Enf in, l’existence d’une réaction inflammatoire
musculaire préalable pourrait favoriser la survenue
du syndrome inflammatoire systémique observé dans
le coup de chaleur d’exercice.
Conclusion
La réalisation d’un exercice physique intense
et prolongé, surtout s’il est réalisé en ambiance climatique chaude, perturbe l’homéostasie de l’organisme et
entraîne une hyperthermie. Le système cardio-vasculaire
est particulièrement sollicité, l’adaptation du débit
cardiaque devant assurer l’augmentation des débits
sanguins locaux afin de répondre à la double demande
métabolique et thermorégulatrice. Au niveau musculaire
l’acidose et la production accrue d’espèces radicalaires
peuvent provoquer des modifications de l’utilisation
des substrats énergétiques et un déséquilibre de
l’homéostasie calcique de la cellule musculaire
particulièrement délétère pour la cellule.
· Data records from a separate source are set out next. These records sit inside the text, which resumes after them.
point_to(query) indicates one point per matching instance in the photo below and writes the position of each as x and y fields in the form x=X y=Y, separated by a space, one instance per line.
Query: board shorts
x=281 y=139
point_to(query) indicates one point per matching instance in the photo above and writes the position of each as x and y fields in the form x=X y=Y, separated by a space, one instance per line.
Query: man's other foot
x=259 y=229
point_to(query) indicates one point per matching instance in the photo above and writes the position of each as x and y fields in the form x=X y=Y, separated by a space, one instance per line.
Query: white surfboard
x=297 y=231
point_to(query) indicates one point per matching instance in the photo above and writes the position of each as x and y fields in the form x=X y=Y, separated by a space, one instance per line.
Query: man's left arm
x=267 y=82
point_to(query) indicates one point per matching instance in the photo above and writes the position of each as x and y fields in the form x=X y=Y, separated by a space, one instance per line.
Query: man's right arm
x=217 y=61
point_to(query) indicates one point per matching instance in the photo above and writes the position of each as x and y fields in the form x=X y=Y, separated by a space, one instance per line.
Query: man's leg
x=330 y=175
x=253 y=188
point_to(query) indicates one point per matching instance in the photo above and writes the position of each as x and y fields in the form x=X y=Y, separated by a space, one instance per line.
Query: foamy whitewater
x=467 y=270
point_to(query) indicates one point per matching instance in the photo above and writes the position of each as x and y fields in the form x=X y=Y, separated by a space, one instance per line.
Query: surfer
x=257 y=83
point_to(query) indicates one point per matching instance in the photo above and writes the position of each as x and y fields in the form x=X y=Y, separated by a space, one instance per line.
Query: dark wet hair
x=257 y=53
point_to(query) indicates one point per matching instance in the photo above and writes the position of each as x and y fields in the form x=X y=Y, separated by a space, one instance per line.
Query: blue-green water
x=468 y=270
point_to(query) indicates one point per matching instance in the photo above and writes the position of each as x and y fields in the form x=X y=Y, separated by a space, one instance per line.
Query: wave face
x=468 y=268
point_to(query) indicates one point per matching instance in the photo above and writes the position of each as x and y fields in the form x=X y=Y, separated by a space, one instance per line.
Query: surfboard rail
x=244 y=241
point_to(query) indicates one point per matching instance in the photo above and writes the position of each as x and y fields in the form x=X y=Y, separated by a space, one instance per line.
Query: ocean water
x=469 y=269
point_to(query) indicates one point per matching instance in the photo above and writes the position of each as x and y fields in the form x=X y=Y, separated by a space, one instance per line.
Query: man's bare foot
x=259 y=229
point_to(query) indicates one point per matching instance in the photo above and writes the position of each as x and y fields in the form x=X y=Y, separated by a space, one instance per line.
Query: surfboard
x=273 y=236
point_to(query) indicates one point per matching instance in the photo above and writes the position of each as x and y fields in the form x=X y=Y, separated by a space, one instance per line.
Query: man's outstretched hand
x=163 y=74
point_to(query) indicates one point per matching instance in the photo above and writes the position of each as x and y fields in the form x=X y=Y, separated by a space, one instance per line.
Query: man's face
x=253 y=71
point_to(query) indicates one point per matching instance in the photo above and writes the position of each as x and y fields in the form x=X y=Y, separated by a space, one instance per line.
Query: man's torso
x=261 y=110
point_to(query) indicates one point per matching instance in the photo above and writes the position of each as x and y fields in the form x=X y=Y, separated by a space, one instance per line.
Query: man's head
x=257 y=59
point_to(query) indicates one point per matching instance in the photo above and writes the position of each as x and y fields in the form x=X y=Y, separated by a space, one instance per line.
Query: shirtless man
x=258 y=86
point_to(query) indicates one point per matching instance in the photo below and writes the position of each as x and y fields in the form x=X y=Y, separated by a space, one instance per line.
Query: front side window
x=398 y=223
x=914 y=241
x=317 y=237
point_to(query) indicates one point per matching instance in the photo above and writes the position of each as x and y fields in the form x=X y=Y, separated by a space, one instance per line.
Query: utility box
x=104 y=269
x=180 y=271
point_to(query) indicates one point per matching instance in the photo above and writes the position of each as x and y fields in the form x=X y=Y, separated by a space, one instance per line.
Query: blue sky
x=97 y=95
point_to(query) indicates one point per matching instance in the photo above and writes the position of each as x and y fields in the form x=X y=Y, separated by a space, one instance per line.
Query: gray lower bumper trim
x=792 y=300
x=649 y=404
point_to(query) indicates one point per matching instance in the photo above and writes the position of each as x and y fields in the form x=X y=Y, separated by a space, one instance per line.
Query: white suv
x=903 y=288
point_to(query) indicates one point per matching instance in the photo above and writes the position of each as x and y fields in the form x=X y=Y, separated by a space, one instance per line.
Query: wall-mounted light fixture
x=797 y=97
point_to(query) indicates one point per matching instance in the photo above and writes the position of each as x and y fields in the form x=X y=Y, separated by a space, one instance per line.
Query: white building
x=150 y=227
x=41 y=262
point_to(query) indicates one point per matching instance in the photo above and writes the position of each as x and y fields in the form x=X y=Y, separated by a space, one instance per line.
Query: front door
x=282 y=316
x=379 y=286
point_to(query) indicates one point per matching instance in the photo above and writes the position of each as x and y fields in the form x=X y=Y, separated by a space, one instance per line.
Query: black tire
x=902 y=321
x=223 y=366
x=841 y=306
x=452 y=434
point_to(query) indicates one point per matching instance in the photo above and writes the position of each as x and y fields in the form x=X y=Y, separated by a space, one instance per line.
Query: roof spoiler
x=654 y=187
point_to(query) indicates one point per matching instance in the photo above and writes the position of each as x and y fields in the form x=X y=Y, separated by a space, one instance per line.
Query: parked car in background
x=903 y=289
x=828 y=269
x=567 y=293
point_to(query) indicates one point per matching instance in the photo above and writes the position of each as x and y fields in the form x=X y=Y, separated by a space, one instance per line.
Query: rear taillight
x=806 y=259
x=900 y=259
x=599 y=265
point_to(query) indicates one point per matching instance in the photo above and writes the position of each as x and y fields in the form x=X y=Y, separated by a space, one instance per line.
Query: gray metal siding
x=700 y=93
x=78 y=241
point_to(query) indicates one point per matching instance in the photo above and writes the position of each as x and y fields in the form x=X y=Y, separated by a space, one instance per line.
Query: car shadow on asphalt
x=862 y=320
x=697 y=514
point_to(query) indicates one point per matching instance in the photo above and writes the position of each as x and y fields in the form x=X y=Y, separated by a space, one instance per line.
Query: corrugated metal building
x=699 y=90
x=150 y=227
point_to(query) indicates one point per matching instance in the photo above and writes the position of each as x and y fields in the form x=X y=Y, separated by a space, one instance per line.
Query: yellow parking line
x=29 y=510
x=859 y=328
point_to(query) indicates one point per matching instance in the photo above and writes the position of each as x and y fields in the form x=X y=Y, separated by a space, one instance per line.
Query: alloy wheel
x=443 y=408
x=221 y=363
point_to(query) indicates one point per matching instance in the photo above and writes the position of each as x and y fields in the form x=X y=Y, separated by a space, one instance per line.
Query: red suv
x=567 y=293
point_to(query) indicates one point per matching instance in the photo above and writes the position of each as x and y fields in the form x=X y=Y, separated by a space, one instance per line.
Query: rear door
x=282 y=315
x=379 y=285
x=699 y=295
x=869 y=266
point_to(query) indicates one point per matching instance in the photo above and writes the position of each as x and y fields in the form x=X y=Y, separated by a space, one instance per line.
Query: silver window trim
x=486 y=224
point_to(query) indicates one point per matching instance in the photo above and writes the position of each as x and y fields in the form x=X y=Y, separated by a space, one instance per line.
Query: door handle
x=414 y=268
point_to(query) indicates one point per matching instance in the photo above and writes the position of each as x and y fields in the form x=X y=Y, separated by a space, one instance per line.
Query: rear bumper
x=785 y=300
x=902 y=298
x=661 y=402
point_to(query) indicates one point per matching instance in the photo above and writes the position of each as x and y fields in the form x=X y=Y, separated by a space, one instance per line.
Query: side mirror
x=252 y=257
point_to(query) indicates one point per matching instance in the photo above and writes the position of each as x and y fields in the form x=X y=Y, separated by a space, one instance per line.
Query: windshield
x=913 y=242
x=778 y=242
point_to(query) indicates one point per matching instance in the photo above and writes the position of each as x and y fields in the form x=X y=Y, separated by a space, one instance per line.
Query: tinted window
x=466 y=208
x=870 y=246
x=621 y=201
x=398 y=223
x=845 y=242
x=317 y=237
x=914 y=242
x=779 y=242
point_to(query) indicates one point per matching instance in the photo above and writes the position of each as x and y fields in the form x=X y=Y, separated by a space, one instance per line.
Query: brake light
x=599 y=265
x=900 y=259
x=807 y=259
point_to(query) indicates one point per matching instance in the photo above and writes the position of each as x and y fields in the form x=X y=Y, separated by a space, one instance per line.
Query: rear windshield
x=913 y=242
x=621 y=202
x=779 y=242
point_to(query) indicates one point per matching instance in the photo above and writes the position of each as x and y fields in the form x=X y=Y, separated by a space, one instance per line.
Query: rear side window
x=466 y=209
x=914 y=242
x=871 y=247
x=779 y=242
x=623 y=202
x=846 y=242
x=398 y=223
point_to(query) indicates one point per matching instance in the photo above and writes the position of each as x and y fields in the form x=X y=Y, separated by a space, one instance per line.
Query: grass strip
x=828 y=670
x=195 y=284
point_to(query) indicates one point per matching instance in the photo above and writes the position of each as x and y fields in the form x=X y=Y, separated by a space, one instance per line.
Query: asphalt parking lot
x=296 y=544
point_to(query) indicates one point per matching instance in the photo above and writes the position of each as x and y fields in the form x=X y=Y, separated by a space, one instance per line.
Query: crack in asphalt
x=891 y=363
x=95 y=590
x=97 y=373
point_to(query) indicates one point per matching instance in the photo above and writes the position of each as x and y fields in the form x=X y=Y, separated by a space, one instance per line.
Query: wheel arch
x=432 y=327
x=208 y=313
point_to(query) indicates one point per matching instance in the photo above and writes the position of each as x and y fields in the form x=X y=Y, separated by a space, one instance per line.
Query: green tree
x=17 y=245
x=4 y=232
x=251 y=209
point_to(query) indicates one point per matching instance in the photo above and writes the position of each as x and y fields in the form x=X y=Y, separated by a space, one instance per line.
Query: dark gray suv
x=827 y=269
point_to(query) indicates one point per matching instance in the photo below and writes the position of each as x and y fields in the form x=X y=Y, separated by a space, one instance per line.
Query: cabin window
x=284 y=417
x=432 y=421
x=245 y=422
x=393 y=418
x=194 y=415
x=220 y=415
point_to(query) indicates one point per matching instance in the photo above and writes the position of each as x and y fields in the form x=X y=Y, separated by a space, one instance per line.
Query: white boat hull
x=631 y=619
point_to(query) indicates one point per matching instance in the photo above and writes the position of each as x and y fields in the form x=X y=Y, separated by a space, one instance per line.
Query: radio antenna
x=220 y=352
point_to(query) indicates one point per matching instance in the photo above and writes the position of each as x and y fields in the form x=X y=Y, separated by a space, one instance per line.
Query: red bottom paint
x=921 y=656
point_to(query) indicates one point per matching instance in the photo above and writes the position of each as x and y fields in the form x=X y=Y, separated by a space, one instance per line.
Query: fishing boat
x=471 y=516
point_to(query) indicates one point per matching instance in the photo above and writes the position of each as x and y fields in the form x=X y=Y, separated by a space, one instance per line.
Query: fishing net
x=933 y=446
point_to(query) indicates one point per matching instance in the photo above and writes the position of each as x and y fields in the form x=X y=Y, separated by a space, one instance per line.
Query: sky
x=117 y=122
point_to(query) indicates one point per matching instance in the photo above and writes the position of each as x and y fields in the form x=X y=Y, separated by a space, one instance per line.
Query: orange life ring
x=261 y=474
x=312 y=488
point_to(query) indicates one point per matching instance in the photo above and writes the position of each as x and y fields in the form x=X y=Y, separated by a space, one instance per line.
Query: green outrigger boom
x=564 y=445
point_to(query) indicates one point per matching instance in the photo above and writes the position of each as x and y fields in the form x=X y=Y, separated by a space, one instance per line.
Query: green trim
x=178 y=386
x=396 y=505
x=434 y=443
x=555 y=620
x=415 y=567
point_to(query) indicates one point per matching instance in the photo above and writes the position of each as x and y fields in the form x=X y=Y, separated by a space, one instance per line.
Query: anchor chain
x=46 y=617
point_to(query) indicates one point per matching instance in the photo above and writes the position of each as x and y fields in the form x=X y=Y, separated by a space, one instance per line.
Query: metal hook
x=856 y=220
L’augmentation
marquée de la température musculaire majore en outre
la production physiologique de cytokines pyrogènes,
particulièrement d’interleukine-6, et le risque de
microlésions des fibres musculaires, ce qui peut conduire
à un état immuno-inflammatoire local.
Points à retenir
Tout exercice physique intense et prolongé
s’accompagne d’une hyperthermie.
La redistribution du débit sanguin vers les muscles
actifs et la peau se fait aux dépens du débit sanguin
splanchnique et rénal.
Au niveau musculaire, les contractions intenses et
répétées entrainent une acidose et une production accrue
de ROS, qui peuvent altérer la synthèse d’ATP et
perturber l’homéostasie calcique alors même que les
besoins énergétiques augmentent.
La production de cytokines par le muscle et la
survenue de lésions musculaires d’exercice peuvent
initier une réponse immuno-inflammatoire.